As the tides ebb and flow, so do friendships come and go.
Everyone has experienced the joy or distress of shifting friendships. We are joyfully surprised when new friends ebb into our lives, and are sorrowful when friends leave.
The distressful ebbing tide of friendship can include a best friend who was once there for you, and with whom you swore eternal allegiance, but who suddenly falls away. A marriage partner may cheat or lie. A boyfriend may stop calling. A family member may betray you. Sometimes our friends die.
The reasons for friendships shifting away, and the tide of friendship ebbing out, are many, but the shifts away hurt no matter what the reason. The sand upon which these friendships tide ebb and flow are our lives -- the time that we have to spend here, walking upon the earth.
Sometimes friendships shift in a positive direction. Perhaps someone with whom you are casually acquainted becomes a new close confidant. Perhaps you meet new friends, and a few become your day-to-day allies.
These friendships may shift toward you, as the tide flows in, although we are not able to predict when these ebbs and flows may occur. But the friendship shifts toward are always welcome, and even a surprise. The friendship tide can sometimes brings with it treasures from the deep, and those beautiful things can remain, even when the friendship tide recedes.
Sometimes friendships become stuck. You see them swirling and crashing against the shore, instead of naturally ebbing and flowing peacefully. Sometimes, you have a choice about whether a friendship ebbs or flows - stays or goes.
If a friendship always leaves you frustrated, upset and feeling less than who you feel you are supposed to be, walk away. There is no need for a scene. You can choose to distance yourself, and see how it feels to move away. Sometimes that is what you need to do so that you can determine your next step.
If a friendship leaves you energized, and positive, and hopeful for the future, looking ahead to possibilities, embrace that friendship. Nurture it. Deliberately invest your time and energy supporting it. If you don't, it could ebb away, and shift back towards others who deliver more appreciation and reward for time spent.
We cannot control the tide, or everything about the ebb and flow of friendship. We can choose how we respond and react to these events. Listen to you heart. Be true to yourself, and the ebb and the flow of the friendship tides, while sometimes painful, will leave you with hope, knowing that there is more to come, instead of only despair for what is lost.
Consider the difference between low and high tides in the images found in Michael Marten's photo comparisons. These stretches of beach and sand are the same underneath the high and low tide, but they look drastically different depending on the tidal activity.

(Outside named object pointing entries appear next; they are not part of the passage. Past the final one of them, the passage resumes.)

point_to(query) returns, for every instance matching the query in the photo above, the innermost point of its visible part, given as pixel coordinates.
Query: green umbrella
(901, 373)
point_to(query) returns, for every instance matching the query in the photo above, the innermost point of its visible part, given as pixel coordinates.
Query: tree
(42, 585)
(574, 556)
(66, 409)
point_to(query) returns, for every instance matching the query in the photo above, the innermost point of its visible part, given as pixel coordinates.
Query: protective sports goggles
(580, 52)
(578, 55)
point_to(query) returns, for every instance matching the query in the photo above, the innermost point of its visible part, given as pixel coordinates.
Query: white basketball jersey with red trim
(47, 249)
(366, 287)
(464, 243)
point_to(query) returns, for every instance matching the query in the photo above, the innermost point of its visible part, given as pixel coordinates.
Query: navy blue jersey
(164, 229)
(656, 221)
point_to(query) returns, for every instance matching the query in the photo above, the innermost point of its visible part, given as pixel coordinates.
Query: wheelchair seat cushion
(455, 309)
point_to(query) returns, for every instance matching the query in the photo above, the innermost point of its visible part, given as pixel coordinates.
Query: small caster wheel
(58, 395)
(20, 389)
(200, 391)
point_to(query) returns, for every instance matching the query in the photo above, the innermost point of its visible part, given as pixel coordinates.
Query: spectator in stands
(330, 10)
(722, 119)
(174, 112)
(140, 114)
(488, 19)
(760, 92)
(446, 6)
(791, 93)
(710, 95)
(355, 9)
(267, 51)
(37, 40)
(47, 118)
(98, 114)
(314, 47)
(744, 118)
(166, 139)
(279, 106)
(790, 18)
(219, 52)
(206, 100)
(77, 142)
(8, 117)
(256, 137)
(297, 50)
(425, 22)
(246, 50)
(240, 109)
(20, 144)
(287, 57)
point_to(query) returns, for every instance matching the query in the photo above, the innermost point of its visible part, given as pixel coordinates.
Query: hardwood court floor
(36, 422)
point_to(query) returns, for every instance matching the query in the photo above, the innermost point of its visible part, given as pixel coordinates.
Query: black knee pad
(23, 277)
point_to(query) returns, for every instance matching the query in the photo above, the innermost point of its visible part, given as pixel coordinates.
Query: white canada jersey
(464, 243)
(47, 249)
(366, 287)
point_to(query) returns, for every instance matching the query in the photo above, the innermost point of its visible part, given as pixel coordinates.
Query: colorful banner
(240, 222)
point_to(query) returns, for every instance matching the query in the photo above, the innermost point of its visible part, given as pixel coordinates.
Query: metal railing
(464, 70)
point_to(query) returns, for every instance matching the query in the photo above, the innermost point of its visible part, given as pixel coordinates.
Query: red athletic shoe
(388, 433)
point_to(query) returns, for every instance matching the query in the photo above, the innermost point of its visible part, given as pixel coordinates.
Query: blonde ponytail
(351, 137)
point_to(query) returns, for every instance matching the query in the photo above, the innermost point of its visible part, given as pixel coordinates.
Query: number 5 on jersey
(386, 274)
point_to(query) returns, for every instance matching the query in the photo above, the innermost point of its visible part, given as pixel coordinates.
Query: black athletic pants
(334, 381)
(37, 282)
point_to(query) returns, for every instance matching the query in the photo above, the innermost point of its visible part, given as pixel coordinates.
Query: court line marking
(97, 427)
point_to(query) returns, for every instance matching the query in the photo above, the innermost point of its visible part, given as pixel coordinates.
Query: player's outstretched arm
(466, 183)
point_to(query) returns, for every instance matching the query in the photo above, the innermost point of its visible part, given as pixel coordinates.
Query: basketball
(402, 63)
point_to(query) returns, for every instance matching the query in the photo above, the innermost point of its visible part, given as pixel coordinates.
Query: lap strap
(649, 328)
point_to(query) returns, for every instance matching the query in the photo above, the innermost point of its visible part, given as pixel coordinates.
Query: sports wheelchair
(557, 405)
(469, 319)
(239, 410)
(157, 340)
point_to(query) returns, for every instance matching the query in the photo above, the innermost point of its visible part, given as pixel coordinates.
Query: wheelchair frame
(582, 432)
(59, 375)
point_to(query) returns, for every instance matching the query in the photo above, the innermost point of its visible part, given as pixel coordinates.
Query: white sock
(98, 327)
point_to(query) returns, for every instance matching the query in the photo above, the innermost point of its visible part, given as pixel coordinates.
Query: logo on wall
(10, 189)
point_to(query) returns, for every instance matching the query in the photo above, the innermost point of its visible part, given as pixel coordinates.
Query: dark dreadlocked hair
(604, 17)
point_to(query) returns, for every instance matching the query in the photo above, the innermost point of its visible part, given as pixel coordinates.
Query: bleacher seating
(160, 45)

Our lives are constant, despite the ebb and flow of the tide of friendship. Our lives may look drastically different when the tide is rolling in, friends and social gatherings are abundant, and we do not lack for companionship. But when the tide rolls out, and friends ebb away, we are still the same people we were before. Underneath the ebb and flow of the friendship tide lies our little bit of sand that we call our lives. And the tide will surely come in again, flowing over the sands of time in our lives, bringing with it hope and treasures from the ocean of friendship.